El Tambo, Cauca, Colombia, 30 May 2018 (PAHO)- Fear and shame were the overriding emotions experienced by Jesus Gomez and Zeneida Rojas every time they left their homes. "When I experienced an episode, I was too afraid to visit town in case I bumped into anyone I knew," recalled Jesus. Zeneida had very similar experiences. "I just wanted to stay locked up at home," she added. "Not anymore though."

Both patients live with severe mental illness and since 2013 have been receiving care in their communities. Once a month, mental health professionals visit their homes in the municipality of El Tambo, Department of Cauca, in Colombia, to provide them with a treatment plan that meets their very specific needs. "Now I have no problem letting myself be seen," said Jesus.

Jesus Gomez and Dr. Martín Vergara, during one of the monthly visits.

Jesus and Zeneida are not the only ones with mental illness. In the Americas region, one in four people will suffer from a mental or neurological disorder in their lifetime. But according to estimates from the Pan American Health Organization (PAHO), 73.5% of adults with severe and moderate affective disorders, anxiety disorders and substance use disorders in the region do not receive adequate treatment.

In this case, the situation has improved thanks to El Tambo Hospital's ‘Serving serious mental illness program'. As part of this program, more than 260 patients receive treatment, including home follow-up and psychosocial care, administered by one of six municipal health centers.

Tambo Hospital, Department of Cauca, Colombia.

According to Dr. Martín Vergara, Project Director, the initiative came about in order to provide rural health services to those facing stigma due to complex mental illness, but who had been unable to access services due to their location.  

The program is centered on the community-based care and rehabilitation (CBR) model, for patients with chronic mental illness who require outpatient treatment, that takes into account the principles of community-based care promoted by PAHO: decentralized, participatory, integral, continuing and preventive.

"We started small: identifying patients and treating them in a clinical setting," explained Vergara. Then, we started making diagnoses in the field, carrying out clinical evaluation and developing a pharmacological treatment plan when necessary. This enabled us to gain a much better idea of the particular needs and situation of a patient and the difficulties they face.

"When the doctors came to see me, I was in a very bad state, but thanks to the treatment plan they have provided, I have made significant improvements," said Jesus.

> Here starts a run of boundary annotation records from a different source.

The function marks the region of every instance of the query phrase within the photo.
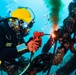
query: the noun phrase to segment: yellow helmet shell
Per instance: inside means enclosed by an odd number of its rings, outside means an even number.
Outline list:
[[[31,13],[26,8],[17,8],[11,13],[11,17],[16,17],[27,23],[31,22]]]

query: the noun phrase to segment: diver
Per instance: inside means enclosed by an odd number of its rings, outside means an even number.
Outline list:
[[[40,39],[31,37],[26,42],[23,38],[29,34],[34,19],[29,7],[18,7],[10,17],[0,18],[0,69],[8,75],[19,75],[29,62],[22,55],[40,47]]]
[[[58,66],[63,61],[63,57],[68,50],[74,53],[74,56],[65,66],[56,71],[56,75],[69,75],[76,69],[76,49],[74,48],[74,44],[76,43],[76,0],[73,0],[73,2],[69,4],[68,10],[69,15],[64,19],[62,28],[54,31],[56,37],[52,38],[50,36],[42,48],[42,54],[33,60],[32,65],[36,65],[34,67],[31,66],[31,71],[34,71],[35,74],[40,71],[46,72],[50,68],[49,66]],[[72,34],[74,34],[74,36],[72,36]],[[49,50],[57,41],[59,41],[60,46],[51,54]]]

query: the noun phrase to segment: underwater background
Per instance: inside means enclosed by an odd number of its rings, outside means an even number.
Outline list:
[[[13,11],[19,6],[31,8],[35,14],[35,23],[30,31],[30,34],[24,37],[24,39],[28,41],[28,39],[33,36],[34,31],[51,34],[53,25],[57,25],[58,28],[60,28],[60,26],[63,25],[64,18],[68,16],[68,5],[70,2],[72,2],[72,0],[0,0],[0,16],[9,17],[9,11]],[[53,6],[56,11],[53,10]],[[54,17],[53,14],[55,14],[56,18],[54,21],[52,21]],[[42,37],[42,47],[48,39],[49,36]],[[34,53],[34,57],[41,54],[42,47]],[[53,52],[53,48],[54,47],[52,47],[50,52]],[[30,58],[30,53],[26,53],[24,56]],[[58,68],[64,65],[71,56],[72,53],[68,51],[60,65],[52,66],[50,75],[55,73]],[[46,75],[46,73],[40,72],[37,73],[37,75]],[[7,73],[3,72],[3,75],[7,75]],[[71,75],[74,75],[74,72]]]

In the community, with the community

The involvement of nurses has been key to the success of the project. "We are in the field all the time so we know the families and we know the people with mental health problems," said Alba Luz Rosas, nursing assistant at the El Placer Health Center.

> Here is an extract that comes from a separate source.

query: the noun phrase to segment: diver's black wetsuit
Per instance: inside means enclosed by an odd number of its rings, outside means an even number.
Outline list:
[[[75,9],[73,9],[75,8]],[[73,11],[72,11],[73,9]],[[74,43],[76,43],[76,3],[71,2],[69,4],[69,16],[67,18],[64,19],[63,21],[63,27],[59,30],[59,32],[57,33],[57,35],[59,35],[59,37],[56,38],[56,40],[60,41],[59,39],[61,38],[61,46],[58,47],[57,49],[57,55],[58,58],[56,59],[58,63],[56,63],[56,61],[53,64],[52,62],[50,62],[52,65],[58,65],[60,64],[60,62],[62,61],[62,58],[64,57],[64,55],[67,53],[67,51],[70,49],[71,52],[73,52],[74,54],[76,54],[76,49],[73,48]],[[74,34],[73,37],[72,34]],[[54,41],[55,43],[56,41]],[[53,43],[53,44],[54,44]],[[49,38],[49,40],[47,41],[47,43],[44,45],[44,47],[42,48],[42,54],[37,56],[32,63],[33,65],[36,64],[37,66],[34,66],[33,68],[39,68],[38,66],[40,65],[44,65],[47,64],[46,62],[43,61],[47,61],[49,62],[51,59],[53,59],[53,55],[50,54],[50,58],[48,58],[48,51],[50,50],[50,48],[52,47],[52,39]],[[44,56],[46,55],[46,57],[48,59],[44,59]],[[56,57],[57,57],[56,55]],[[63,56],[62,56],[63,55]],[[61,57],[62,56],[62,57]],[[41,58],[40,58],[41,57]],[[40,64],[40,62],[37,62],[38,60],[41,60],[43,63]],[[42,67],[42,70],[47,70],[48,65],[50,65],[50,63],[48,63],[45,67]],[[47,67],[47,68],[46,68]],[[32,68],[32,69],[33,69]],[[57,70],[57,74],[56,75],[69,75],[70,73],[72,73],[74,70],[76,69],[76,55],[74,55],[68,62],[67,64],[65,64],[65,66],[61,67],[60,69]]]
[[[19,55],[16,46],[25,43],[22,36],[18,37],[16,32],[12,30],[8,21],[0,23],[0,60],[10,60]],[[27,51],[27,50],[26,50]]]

"Once we have identified the people that require treatment, we can involve them in the project and follow-up on their cases. The program has really changed the lives of many patients and their families" she added.

"When she experiences an episode, it is difficult for everyone," said Dagoberto Benavides, Zeneida's husband, "But with the right medication, everyone can sleep peacefully."

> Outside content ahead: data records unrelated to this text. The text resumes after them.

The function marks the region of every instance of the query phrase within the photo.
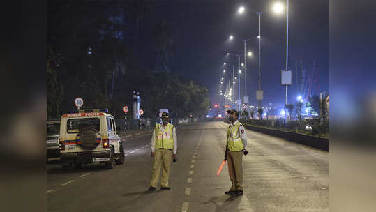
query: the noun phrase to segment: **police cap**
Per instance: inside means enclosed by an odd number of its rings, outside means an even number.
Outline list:
[[[168,114],[167,112],[163,112],[162,113],[162,118],[169,118],[170,117],[170,115]]]
[[[239,112],[237,110],[235,110],[235,109],[229,109],[229,110],[227,111],[227,112],[229,114],[234,114],[235,115],[239,116]]]

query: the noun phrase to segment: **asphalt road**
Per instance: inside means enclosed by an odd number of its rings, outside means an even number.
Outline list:
[[[97,164],[66,173],[47,164],[47,211],[329,211],[329,154],[246,130],[244,195],[232,197],[224,156],[228,125],[180,127],[178,162],[170,190],[147,191],[151,135],[126,141],[126,162],[107,170]]]

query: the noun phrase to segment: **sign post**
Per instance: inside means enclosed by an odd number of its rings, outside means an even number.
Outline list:
[[[126,135],[127,134],[127,113],[128,111],[128,106],[124,106],[123,108],[123,110],[124,111],[125,115],[124,115],[124,132],[126,132]]]
[[[80,97],[76,98],[75,99],[75,105],[76,105],[77,110],[80,110],[80,107],[84,105],[84,100]]]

Zeneida with her husband, Dagoberto Benavides.

For Eduardo Villa, Manager of the El Tambo Hospital, the greatest impact seen by the program is the social inclusion of those affected by mental illness. "It is wonderful to see how the patients have changed, to see them become active in their communities, productive members of society, and able to lead more dignified lives," he added.

Villa believes that the program should now be integrated into public policy so that it can be rolled out into other areas of the country. "The program has been really successful in promoting human dignity. We now know that the strategies work and that they cost much less than we thought," he said.

The care provided by the health professionals within the framework of the program has been a vital part of enabling Zeneida and Jesus to move forward and continue going about their daily lives. "It is so important that the program continues and is strengthened so that the patients can continue doing so well," said Benavides, Zeneida's husband.

"I finally feel like a person - happy, and free."

And as for Zeneida, whose life took a 180-degree turn after receiving the treatment she needed when it was needed and where it was needed, the program has been life changing. "I finally feel like a person - happy, and free."